Creating rows of a table using the columns of another table in pyspark-CodePudding

I have a table(df) which has multiple columns: col1, col2,col3 and so on.

col1	col2	col3	coln
1	abc	1	qwe
1	xyz
2		3
3	abc	6	qwe

I want my final table(df) to have following columns:

attribute_name: contains the name of columns from previous table
count: contains total count of the table
distinct_count: contains distinct count of each column from previous table
null_count: contains count of null values of each column from previous table

The final table should like like this:

attribute_name	count	distinct_count	null_count
col1	4	3	0
col2	4	2	1
col3	4	3	1
coln	4	1	2

Could someone help me on how i can implement this in pyspark?

CodePudding user response：

I didn't test it or checked if it is correct, but something like this should work:

attr_df_list = []
for column_name in df.columns:
    attr_df_list.append(
      df.selectExpr(
          f"{column_name} AS attribute_name",
          "COUNT(*) AS count",
          f"COUNT(DISTINCT {column_name}) AS distinct_count",
          f"COUNT_IF({column_name} IS NULL) AS null_count"
      )
    )

result_df = reduce(lambda df1, df2: df1.union(df2), attr_df_list)

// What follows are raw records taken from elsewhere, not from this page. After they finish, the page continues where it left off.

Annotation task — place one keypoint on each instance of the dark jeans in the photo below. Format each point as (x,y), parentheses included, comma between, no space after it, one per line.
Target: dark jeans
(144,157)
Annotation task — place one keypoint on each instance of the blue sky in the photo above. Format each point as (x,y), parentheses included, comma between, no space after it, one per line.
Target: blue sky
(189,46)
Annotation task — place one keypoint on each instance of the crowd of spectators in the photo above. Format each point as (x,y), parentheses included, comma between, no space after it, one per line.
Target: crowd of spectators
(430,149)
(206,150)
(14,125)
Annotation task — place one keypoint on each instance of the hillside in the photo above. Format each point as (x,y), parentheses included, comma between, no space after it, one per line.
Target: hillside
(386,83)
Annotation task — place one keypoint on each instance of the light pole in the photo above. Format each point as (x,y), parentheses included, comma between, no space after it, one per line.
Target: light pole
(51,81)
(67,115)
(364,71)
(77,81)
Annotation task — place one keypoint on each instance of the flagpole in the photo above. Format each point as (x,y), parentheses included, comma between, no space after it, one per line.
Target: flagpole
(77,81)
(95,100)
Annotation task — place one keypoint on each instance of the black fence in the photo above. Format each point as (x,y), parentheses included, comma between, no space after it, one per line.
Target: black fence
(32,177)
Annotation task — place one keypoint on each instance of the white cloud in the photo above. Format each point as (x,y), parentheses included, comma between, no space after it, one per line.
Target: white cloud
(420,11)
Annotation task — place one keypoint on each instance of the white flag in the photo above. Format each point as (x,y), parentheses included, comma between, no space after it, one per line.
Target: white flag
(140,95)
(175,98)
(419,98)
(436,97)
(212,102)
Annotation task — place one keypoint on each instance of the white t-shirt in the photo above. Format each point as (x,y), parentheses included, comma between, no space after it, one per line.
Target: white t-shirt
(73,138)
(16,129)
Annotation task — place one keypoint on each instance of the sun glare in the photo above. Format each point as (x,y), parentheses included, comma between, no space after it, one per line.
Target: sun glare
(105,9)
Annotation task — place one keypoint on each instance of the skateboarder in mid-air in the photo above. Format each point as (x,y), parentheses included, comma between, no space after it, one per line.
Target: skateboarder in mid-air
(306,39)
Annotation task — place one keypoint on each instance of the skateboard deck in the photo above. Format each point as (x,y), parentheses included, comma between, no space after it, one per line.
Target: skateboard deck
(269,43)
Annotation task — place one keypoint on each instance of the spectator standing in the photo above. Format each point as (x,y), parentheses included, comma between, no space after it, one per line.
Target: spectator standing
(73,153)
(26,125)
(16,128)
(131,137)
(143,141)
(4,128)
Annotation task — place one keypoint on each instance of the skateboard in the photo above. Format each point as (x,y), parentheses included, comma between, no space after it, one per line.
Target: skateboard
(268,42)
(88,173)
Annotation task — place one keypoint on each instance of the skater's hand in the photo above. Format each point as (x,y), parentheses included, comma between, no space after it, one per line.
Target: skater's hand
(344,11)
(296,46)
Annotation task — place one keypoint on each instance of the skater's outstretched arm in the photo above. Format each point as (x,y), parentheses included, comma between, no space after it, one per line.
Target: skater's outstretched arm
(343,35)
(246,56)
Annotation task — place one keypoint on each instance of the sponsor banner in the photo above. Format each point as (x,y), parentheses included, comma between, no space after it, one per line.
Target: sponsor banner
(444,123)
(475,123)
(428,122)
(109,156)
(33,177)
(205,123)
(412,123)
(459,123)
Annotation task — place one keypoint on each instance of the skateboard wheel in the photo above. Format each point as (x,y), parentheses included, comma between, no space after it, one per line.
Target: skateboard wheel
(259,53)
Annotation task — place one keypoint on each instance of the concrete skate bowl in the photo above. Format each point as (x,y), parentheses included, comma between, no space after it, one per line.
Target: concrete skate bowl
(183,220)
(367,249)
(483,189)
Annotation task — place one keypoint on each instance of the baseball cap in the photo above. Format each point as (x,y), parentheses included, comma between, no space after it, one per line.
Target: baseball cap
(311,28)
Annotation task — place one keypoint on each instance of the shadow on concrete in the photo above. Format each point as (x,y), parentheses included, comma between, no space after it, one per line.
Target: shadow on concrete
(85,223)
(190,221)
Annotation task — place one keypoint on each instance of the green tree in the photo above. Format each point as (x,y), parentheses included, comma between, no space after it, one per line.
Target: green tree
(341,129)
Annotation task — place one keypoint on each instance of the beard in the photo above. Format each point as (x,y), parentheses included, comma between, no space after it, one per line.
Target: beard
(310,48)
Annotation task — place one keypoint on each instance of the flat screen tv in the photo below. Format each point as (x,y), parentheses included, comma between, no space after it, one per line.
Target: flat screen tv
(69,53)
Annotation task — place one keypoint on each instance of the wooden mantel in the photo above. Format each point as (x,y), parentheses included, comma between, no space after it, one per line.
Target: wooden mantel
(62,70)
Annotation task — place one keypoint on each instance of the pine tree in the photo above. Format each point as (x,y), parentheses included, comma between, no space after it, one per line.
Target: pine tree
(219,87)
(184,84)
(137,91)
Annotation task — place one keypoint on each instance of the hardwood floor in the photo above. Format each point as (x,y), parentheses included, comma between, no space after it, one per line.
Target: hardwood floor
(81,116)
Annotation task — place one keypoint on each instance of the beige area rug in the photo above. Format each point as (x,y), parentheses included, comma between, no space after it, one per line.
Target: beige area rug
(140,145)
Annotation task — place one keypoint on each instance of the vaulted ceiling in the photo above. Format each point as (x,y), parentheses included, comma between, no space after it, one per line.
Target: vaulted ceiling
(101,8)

CodePudding user response：

Here's a solution:

df = spark.createDataFrame([("apple",1,1),("mango",2,2),("apple",None,3),("mango",None,4)], ["col1","col2","col3"])
df.show()
# Out:
#  ---—— —--— —--—                                                                
# | col1|col2|col3|
#  —---— —--— —--— 
# |apple|   1|   1|
# |mango|   2|   2|
# |apple|null|   3|
# |mango|null|   4|
#  —---— —--— —--— 

from pyspark.sql.functions import col
data = [(c, \
           df.filter(col(c).isNotNull()).count(), \
           df[[c]].distinct().count(), \
           df.filter(col(c).isNull()).count() \
          )  for c in df.columns]
cols=['attribute_name','count','distinct_count','null_count']
spark.createDataFrame(data, cols).show()
# Out:
#  ——————-------— —---— ——————-------— ——-----——— 
# |attribute_name|count|distinct_count|null_count|
#  ————-------——— —---— —————-------—— ———-----—— 
# |          col1|    4|             2|         0|
# |          col2|    2|             3|         2|
# |          col3|    4|             4|         0|
#  ————-------——— —---— ————-------——— ———-----——

The idea is to loop through the columns of the original dataframe and for each column create a new row with the aggregated data.